From the figure above, one could argue that if the increase in the beta frequency LFP is the result of interactions between two oscillators with very high frequencies, certainly some element of the high frequencies should be seen.  However, the typical filter settings used in LFP recordings are such that high frequencies are filtered out.  When care is taken to have high cutoffs in the low pass filters, oscillations of high frequencies are found.  LFPs, in a great many studies, show that the power spectrum (the “amount” of oscillations at specific frequencies) follows the power law of  (Milstein J, Mormann F, Fried I, Koch C (2009) Neuronal Shot Noise and Brownian 1/f2 Behavior in the Local Field Potential. PLoS ONE 4(2): e4338. doi:10.1371/journal.pone.0004338).
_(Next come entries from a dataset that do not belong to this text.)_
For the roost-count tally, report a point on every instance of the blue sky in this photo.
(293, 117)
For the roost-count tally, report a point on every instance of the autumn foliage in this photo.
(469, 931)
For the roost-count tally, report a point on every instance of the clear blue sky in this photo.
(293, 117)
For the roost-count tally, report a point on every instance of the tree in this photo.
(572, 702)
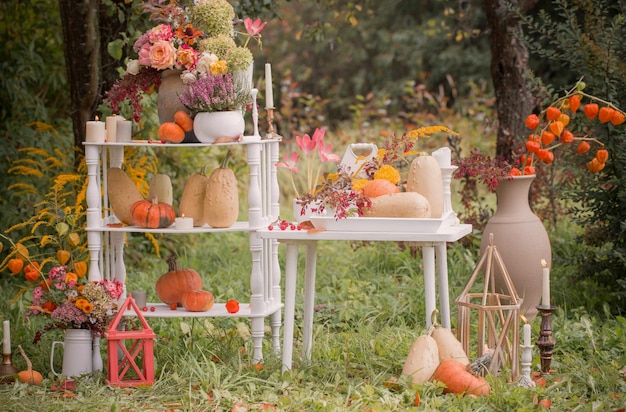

Thus, it is likely that neuronal oscillators in the LFPs would be hard to detect, particularly if the power spectral density of the LFP is normalized to the total power.

Certainly, there are methods to try to minimize some of these complications.  For example, evoked potentials constructed from LFPs to specific stimuli can help lessen the impact of oscillations from irrelevant neurons that cannot be excluded from the LFP alone.  The presumption is that the change in the dendritic neuronal membrane electrical voltages are time (phase) locked to the stimulus, whereas the irrelevant neuronal oscillators are random and tend to cancel out.  Thus, LFP evoked potentials are very useful.  However, the assumption that these evoked potentials reflect pathophysiology and physiology at the neuronal level is best avoided or at least tempered by appending appropriate caveats.

It is also true that LFPs are technically much easier to obtain.  Lower impedance electrodes help to reduce electrical artifact.  In the case of DBS, the choice of a therapeutic DBS lead constrains the choice of recording electrodes, particularly over longer recording times (indeed it is possible to implant pulse generators that record LFPs from the DBS leads indefinitely).  However, the convenience of LFPs should not be confused for credibility.

While it might well be that increased beta oscillations in the basal ganglia-thalamic-cortical system represent some form of idling in which the patient’s brain gets stuck and the patient cannot move, demonstration of increased beta power in the LFPs is not evidence.  Further, demonstration of increased beta power in the LFP is also consistent with any number of alternative hypotheses.  Failure to consider these alternatives commits the Fallacy of Limited Alternatives because of Confirmation Bias.  The Fallacy of Limited Alternative occurs when a limited set of alternative explanations is considered.  The denial of some alternatives is thought to increase the credibility of the alternatives that remain.  In probability, this results in a form of the Gambler’s Fallacy, in which reducing the probability of one alternative is thought to increase the probability of the other.  For example, being dealt a poor hand in previous rounds of poker leads the card player to think the next round has a higher probability of yielding a good hand.